Not loud. Not sharp.

Just different.

Like something on the other side of the wall had moved. Like the air wasn’t settled anymore.

Hailey’s fingers curled tighter around her knees. I tilted my head, listening. There, faint and muffled. The groan of old hinges. A footstep on metal. More than one set. Heavy boots. Pacing.

They were close.

The lights overhead flickered.

Once.

Then again.

My breath caught.

No alarms. No yells. Just that quiet hum of danger rising like the start of a storm.

Hailey looked at me, eyes wide. “What do we do?”

I didn’t answer right away.

My mind ran the checklist like Wrecker drilled into me.

Evaluate. Assess. Decide.

There was nowhere to run. No way to fight. Not yet. But we weren’t helpless. Not unless we gave in.

“We stay quiet,” I murmured. “We stay alert.”

The footsteps stopped.

Then, a new sound: the mechanical thunk of a deadbolt unlocking.

I shifted closer to Hailey and tucked her behind me. My heart pounded, but my hands didn’t shake.

They wanted fear.

I’d give them fire instead.

21

AMANDA

The sound of the lock turning felt like a gunshot.

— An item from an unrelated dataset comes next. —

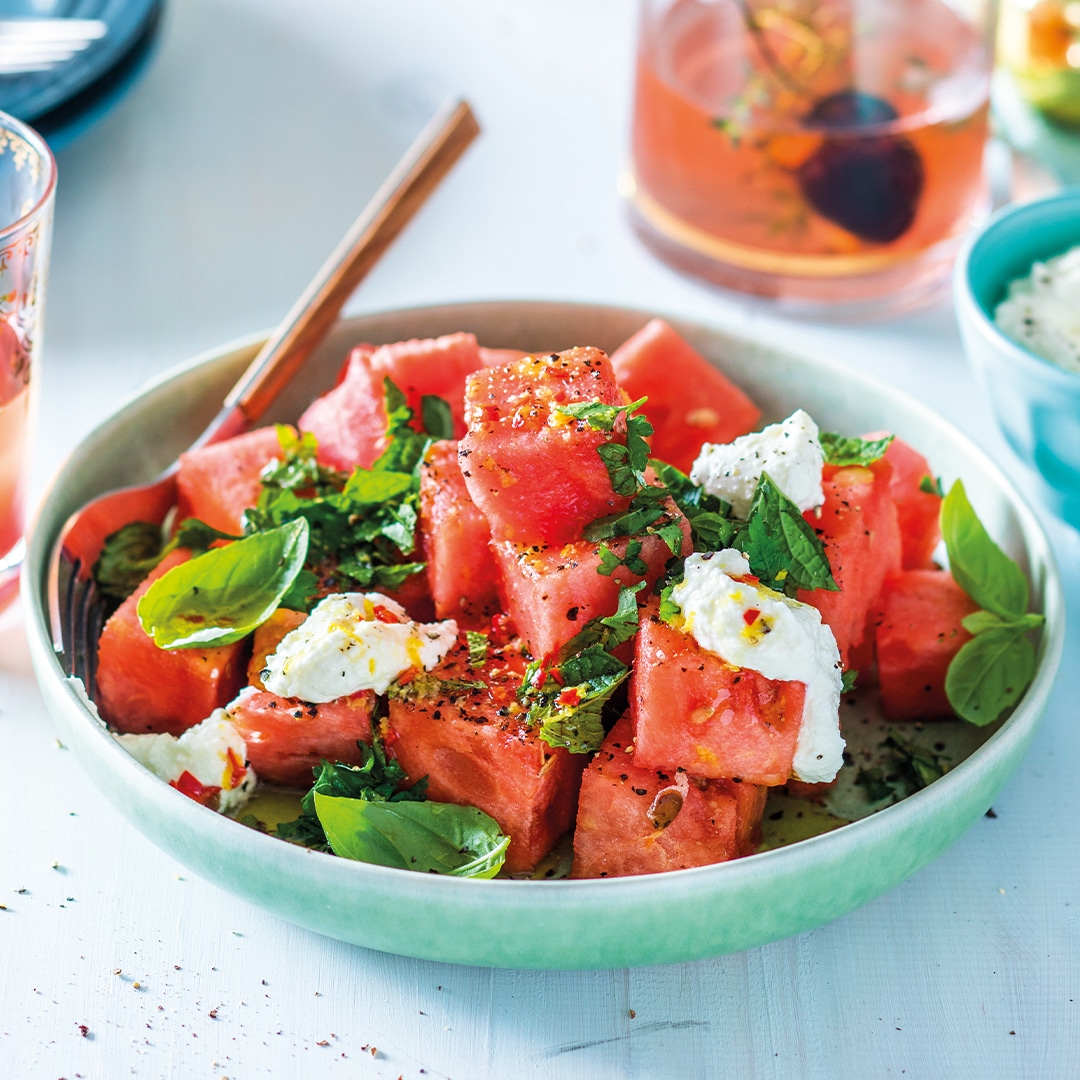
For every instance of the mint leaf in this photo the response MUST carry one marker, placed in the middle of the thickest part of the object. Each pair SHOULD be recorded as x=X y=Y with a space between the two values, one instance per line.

I jerked upright so fast I nearly lost my balance. Hailey scrambled closer to me, the thud of her knees on concrete barely audible over the echo of heavy boots on metal stairs. We were both wide-eyed, breath held, bodies stiff with the kind of dread that made your teeth hurt.

The door clanged open.

They didn’t rush.

That was the first thing that set my teeth on edge.

Men who came to hurt you usually moved fast. Loud. Confident. These two lingered just inside the doorway, eyes adjusting, heads tilting like they were taking inventory instead of storming a cell.